Flash # 247 (DC)
I understand that people love Barry Allen. In fact, I cry every time I read Crisis on Infinite Earths because of Barry's death. Even so, to me, Wally West is the Flash. He's the Flash I grew up with and personally I like to see characters grow and change. In all fairness they've just put Wally on vacation - fine. Still, there's something to be said for allowing characters to actually die. Barry's death was tragic but it defined the kind of hero he was. Now he's alive and that makes his death mean less. In fact it's just one other reason to distrust every character death in mainstream comic books. It loses the point of the story of that death.

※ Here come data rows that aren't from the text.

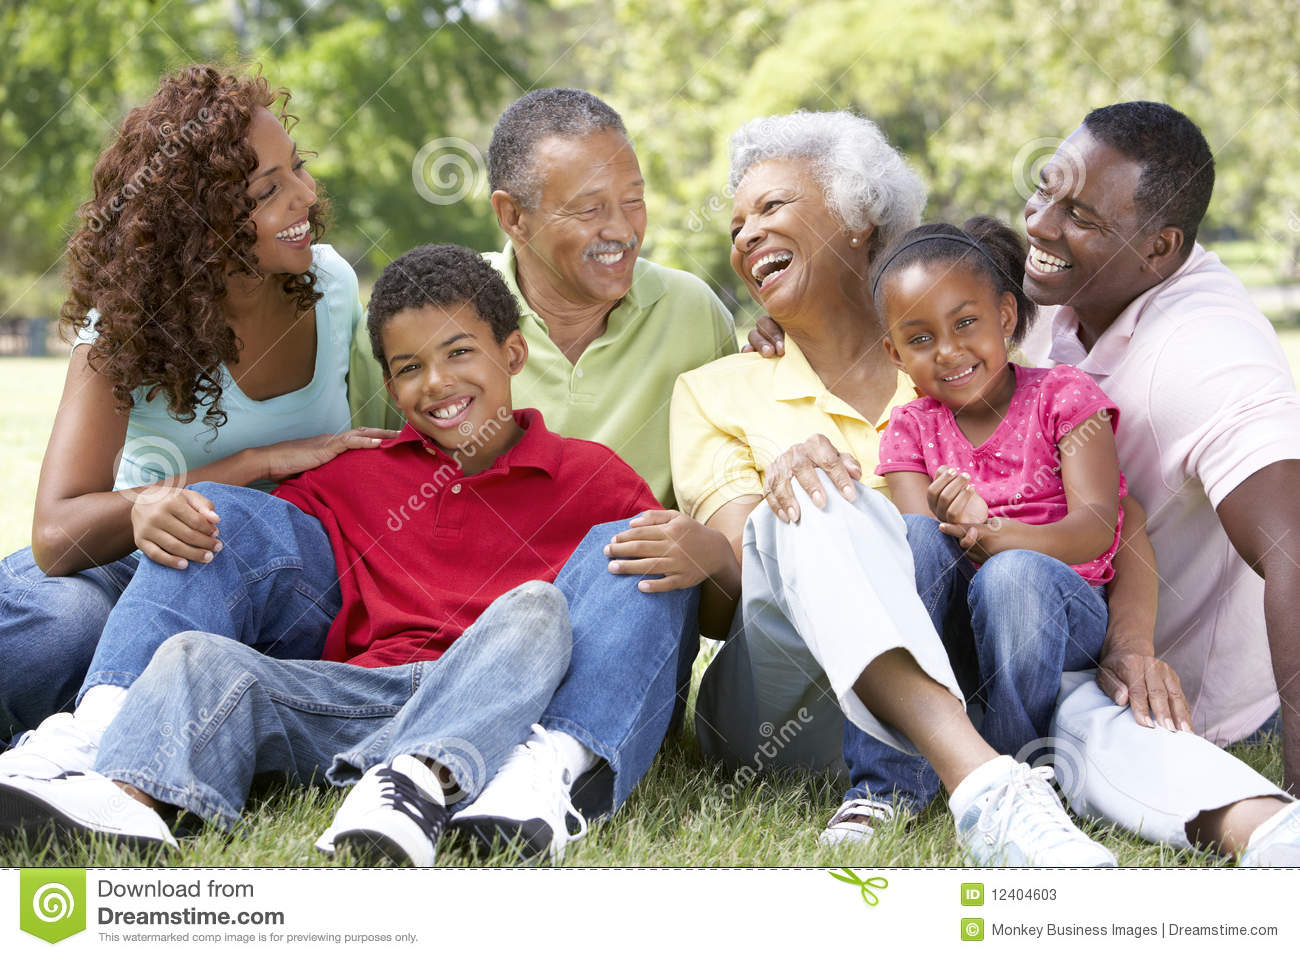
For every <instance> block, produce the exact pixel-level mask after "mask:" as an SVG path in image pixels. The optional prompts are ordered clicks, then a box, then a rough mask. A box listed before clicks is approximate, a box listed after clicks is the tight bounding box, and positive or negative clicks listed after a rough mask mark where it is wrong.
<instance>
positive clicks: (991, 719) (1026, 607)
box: [844, 515, 1108, 809]
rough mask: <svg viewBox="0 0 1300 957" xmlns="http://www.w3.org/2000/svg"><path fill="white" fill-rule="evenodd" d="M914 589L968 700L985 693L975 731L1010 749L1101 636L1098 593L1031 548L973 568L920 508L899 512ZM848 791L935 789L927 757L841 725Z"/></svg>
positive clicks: (932, 520)
mask: <svg viewBox="0 0 1300 957" xmlns="http://www.w3.org/2000/svg"><path fill="white" fill-rule="evenodd" d="M904 520H905V521H906V523H907V544H909V546H910V547H911V553H913V560H914V563H915V568H917V593H918V594H919V596H920V599H922V602H923V603H924V605H926V610H927V611H928V612H930V616H931V620H932V622H933V623H935V628H936V631H939V633H940V635H941V636H943V638H944V646H945V648H946V649H948V654H949V661H952V663H953V670H954V671H956V674H957V677H958V681H959V683H961V685H962V690H963V693H966V697H967V701H970V700H972V698H974V700H976V701H980V702H983V705H984V714H983V720H978V722H976V727H978V728H979V732H980V735H983V737H984V740H985V741H988V744H989V746H992V748H993V749H995V750H997V752H998V753H1000V754H1013V755H1014V754H1017V753H1018V752H1019V750H1021V749H1022V748H1024V746H1026V745H1027V744H1030V742H1031V741H1034V740H1036V739H1041V737H1047V736H1048V735H1049V732H1050V724H1052V714H1053V711H1054V710H1056V702H1057V694H1058V692H1060V690H1061V675H1062V672H1065V671H1079V670H1084V668H1093V667H1096V664H1097V657H1099V655H1100V653H1101V644H1102V641H1104V640H1105V637H1106V619H1108V610H1106V596H1105V588H1104V586H1101V585H1089V584H1088V583H1087V581H1084V580H1083V579H1082V577H1080V576H1079V573H1078V572H1076V571H1074V568H1071V567H1070V566H1067V564H1065V563H1063V562H1058V560H1057V559H1054V558H1050V557H1048V555H1044V554H1040V553H1037V551H1026V550H1013V551H1004V553H1000V554H997V555H993V558H991V559H989V560H988V562H985V563H984V564H983V566H980V568H979V571H976V570H975V566H974V564H972V563H971V560H970V559H969V558H966V555H965V554H963V553H962V550H961V547H958V545H957V540H956V538H953V537H952V536H946V534H944V533H943V532H940V531H939V523H937V521H936V520H935V519H932V518H930V516H928V515H904ZM844 759H845V763H846V765H848V766H849V775H850V779H852V783H853V787H852V788H850V791H849V793H848V797H866V796H867V794H868V793H870V794H872V796H875V797H878V798H879V800H893V801H896V802H901V804H904V805H907V806H911V807H914V809H919V807H923V806H924V805H927V804H928V802H930V801H931V798H933V797H935V794H936V793H939V776H937V775H936V774H935V771H933V768H931V767H930V763H928V762H927V761H926V759H924V758H920V757H918V755H909V754H904V753H902V752H898V750H896V749H893V748H891V746H889V745H887V744H884V742H881V741H879V740H876V739H874V737H871V736H870V735H866V733H865V732H862V731H859V729H858V728H855V727H853V726H852V724H846V727H845V732H844Z"/></svg>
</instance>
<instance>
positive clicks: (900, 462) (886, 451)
mask: <svg viewBox="0 0 1300 957" xmlns="http://www.w3.org/2000/svg"><path fill="white" fill-rule="evenodd" d="M915 412H917V411H915V410H914V408H913V407H911V404H907V406H901V407H898V408H896V410H894V411H893V412H892V413H891V415H889V426H888V428H887V429H885V430H884V434H881V436H880V456H879V458H880V463H879V464H878V465H876V475H889V473H891V472H920V473H922V475H930V469H928V468H927V467H926V452H924V447H926V446H924V442H923V441H922V434H920V419H919V416H917V413H915Z"/></svg>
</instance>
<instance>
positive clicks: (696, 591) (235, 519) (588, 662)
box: [87, 482, 699, 817]
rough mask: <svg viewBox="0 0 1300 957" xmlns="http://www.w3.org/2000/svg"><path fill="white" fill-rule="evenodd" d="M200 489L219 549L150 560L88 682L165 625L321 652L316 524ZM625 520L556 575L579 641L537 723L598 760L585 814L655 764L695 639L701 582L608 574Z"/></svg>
mask: <svg viewBox="0 0 1300 957" xmlns="http://www.w3.org/2000/svg"><path fill="white" fill-rule="evenodd" d="M196 488H198V489H199V490H200V492H203V494H204V495H207V497H208V498H209V499H212V502H213V505H214V506H216V507H217V511H218V514H220V515H221V540H222V542H224V547H222V550H221V551H220V553H218V554H217V555H216V558H214V559H213V560H212V562H211V563H209V564H207V566H199V564H191V566H190V567H188V568H186V570H183V571H177V570H173V568H164V567H162V566H159V564H155V563H152V562H143V563H142V566H140V570H139V571H138V572H136V575H135V579H134V580H133V581H131V585H130V586H129V588H127V589H126V593H125V594H123V596H122V598H121V601H120V602H118V606H117V609H114V610H113V614H112V615H110V616H109V627H108V628H105V631H104V637H103V640H101V641H100V646H99V650H96V653H95V661H94V663H92V666H91V674H90V676H88V677H87V688H88V687H91V685H92V684H116V685H121V687H129V685H130V684H131V681H134V680H135V677H136V676H138V675H139V674H140V672H142V671H143V670H144V667H146V666H147V664H148V662H149V659H151V658H152V655H153V653H155V650H157V649H159V648H160V646H161V645H162V642H164V641H165V640H166V638H168V637H169V636H172V635H175V633H179V632H186V631H198V632H208V633H214V635H222V636H226V637H230V638H234V640H237V641H239V642H240V644H244V645H248V646H250V648H253V649H257V650H261V651H266V653H269V654H273V655H274V657H276V658H286V659H315V658H320V654H321V649H322V648H324V642H325V635H326V632H328V631H329V625H330V622H331V620H333V618H334V615H335V614H337V612H338V610H339V593H338V584H337V579H335V571H334V570H335V566H334V558H333V554H331V551H330V545H329V540H328V538H326V536H325V533H324V531H322V529H321V527H320V523H317V521H316V520H315V519H312V518H311V516H308V515H304V514H303V512H302V511H300V510H299V508H296V507H294V506H291V505H289V503H286V502H282V501H279V499H277V498H273V497H270V495H266V494H264V493H260V492H252V490H248V489H238V488H231V486H224V485H212V484H207V482H203V484H200V485H198V486H196ZM625 528H627V521H615V523H607V524H604V525H597V527H595V528H593V529H591V531H590V532H589V533H588V534H586V537H585V538H584V540H582V542H581V545H578V547H577V549H576V550H575V553H573V555H572V557H571V558H569V560H568V562H567V563H565V564H564V568H563V570H562V571H560V573H559V577H558V579H556V581H555V585H556V588H558V589H559V590H560V592H562V593H563V594H564V597H565V599H567V601H568V609H569V616H571V622H572V645H573V651H572V658H571V663H569V668H568V672H567V674H565V675H564V680H563V681H562V683H560V685H559V689H558V690H556V693H555V698H554V701H551V702H550V705H549V706H547V707H546V710H545V714H543V715H542V720H541V723H542V724H543V726H545V727H547V728H552V729H556V731H564V732H567V733H569V735H572V736H573V737H576V739H577V740H578V741H581V742H582V744H584V745H586V746H588V748H589V749H590V750H591V752H593V753H595V754H598V755H599V757H601V758H603V759H604V763H602V765H599V766H598V767H597V768H595V770H594V771H591V772H589V774H586V775H584V776H582V778H581V779H580V780H578V781H577V784H576V785H575V791H573V802H575V805H576V806H577V807H578V809H580V810H582V811H584V814H588V817H597V815H599V814H606V813H612V811H614V810H615V809H616V807H619V806H620V805H621V804H623V802H624V801H625V800H627V797H628V794H629V793H630V792H632V788H633V787H634V785H636V783H637V781H638V780H640V779H641V776H642V775H643V774H645V772H646V770H647V768H649V767H650V762H651V761H654V755H655V754H656V753H658V750H659V745H660V742H662V741H663V736H664V733H666V731H667V728H668V723H669V720H671V718H672V715H673V706H675V702H676V701H677V697H679V696H677V689H679V687H680V685H681V681H682V676H685V680H686V681H689V675H690V666H692V663H693V662H694V658H695V650H697V649H698V641H699V638H698V625H697V611H698V603H699V590H698V589H686V590H679V592H668V593H663V594H645V593H642V592H641V590H640V589H637V579H636V577H633V576H619V575H611V573H610V571H608V559H607V558H606V557H604V553H603V549H604V545H606V544H607V542H608V541H610V538H612V537H614V536H615V534H617V533H619V532H621V531H624V529H625ZM458 641H459V640H458ZM452 646H455V642H454V645H452ZM525 731H526V729H525ZM524 737H526V733H525V735H523V736H520V739H519V741H516V742H515V744H519V742H520V741H523V740H524Z"/></svg>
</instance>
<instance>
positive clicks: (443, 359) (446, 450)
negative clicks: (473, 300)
mask: <svg viewBox="0 0 1300 957" xmlns="http://www.w3.org/2000/svg"><path fill="white" fill-rule="evenodd" d="M381 335H382V339H383V355H385V361H386V367H385V371H383V372H385V385H386V386H387V390H389V395H391V397H393V400H394V403H395V404H396V407H398V408H399V410H400V411H402V415H403V416H406V420H407V421H408V423H411V425H412V426H413V428H415V429H416V430H417V432H420V433H421V434H424V436H428V437H429V438H432V439H433V441H434V442H435V443H437V445H438V446H439V447H441V449H443V450H445V451H447V452H450V454H455V455H456V459H458V462H459V463H460V465H461V468H463V469H464V472H465V475H471V473H472V472H476V471H481V469H482V468H486V467H487V465H489V464H491V462H493V460H494V459H495V458H497V456H498V455H500V454H503V452H504V451H506V450H507V449H510V447H511V446H512V445H513V443H515V441H517V438H519V434H520V432H519V426H517V425H516V424H515V421H513V419H512V417H511V411H512V408H513V407H512V404H511V395H510V377H511V376H513V374H517V373H519V371H520V369H523V368H524V361H525V360H526V359H528V345H526V343H525V342H524V335H523V333H520V332H519V330H517V329H516V330H513V332H512V333H510V335H507V337H506V338H504V341H502V342H497V341H495V338H493V333H491V326H489V325H487V322H485V321H484V320H482V319H480V316H478V313H477V312H476V311H474V308H473V306H471V304H469V303H459V304H455V306H424V307H421V308H419V309H402V311H400V312H396V313H395V315H394V316H393V317H391V319H389V320H387V321H386V322H385V324H383V329H382V332H381Z"/></svg>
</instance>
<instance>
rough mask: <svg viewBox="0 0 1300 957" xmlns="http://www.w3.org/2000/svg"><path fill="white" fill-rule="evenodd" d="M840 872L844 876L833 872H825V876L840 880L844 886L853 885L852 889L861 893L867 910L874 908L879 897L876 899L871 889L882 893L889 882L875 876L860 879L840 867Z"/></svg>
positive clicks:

Atomic Robo #5 (Red 5 Comics)
This was a decent issue. Honestly I liked the first run of this book better than this story arc. I think that was mostly because this story arc got a bit too bogged down in explanations - like in this issue, the dialog about the mission Robo is going on. Even so, this is a fun book with awesome art work. I really enjoyed the span of action when Robo is missing his legs - very entertaining!
Farscape #1 (BOOM)
Thank you BOOM for making one of my favorite TV series into a comic book!!! Very well written and the art was nice. I always have a hard time adjusting to art that's meant to look like specific actors (Star Trek comics for example) but this was a good interpretation. I really liked how Aeryn's expressions were drawn. The writer's characterizations were very close to the mark. I'm really looking forward to the next issue :)
Hero by Perry Moore
This book was recommended to me by a coworker. Pretty much it's a coming of age superhero story. Overall Thom's story (the main character) and Thom's family's story is well done. My only major issue is with the thinly veiled mockery of heroes like Superman and Wonder Woman. Moore writes such great story for Thom and yet resorts to using parody's of easily recognizable superheroes as his cast and villains. I just feel that with such an obviously talented writer he could have been more creative. Even so, Thom's struggles to be accepted both as a hero and as himself makes for a compelling read. I really ended up rooting for him to be able to come out to his friends about being gay and the tension between him and his love interest was hard to endure. I wanted to shake them and tell them to get together already! The end is a little sappy, but I still liked it.
Aucassin and Nicolette
This is one of two surviving examples of a form of writing known as a chateaufable (prose with poetry inter-dispersed - a medieval musical!). It was written in French during the 12th century. Essentially it's the story of two lovers who aren't allowed to be together but in the end love conquers all. Cliché? Perhaps so... but for medieval literature I was very surprised by a few points. First of all Aucassin, the "hero" is a cry baby. Most of the narrative he's moping about lamenting his separation from his love. Nicolette on the other hand takes charge of her own destiny and it's through her design that she and Aucassin end up happily ever after. I found this to be interesting as most medieval literature I've read before always depicts women in the damsel in distress role. Seriously though, I'd highly recommend this to almost anyone - it's only a few pages long and is both fascinating and hilarious to delve into. If anyone's interested let me know and I'll get you the name of a good translation.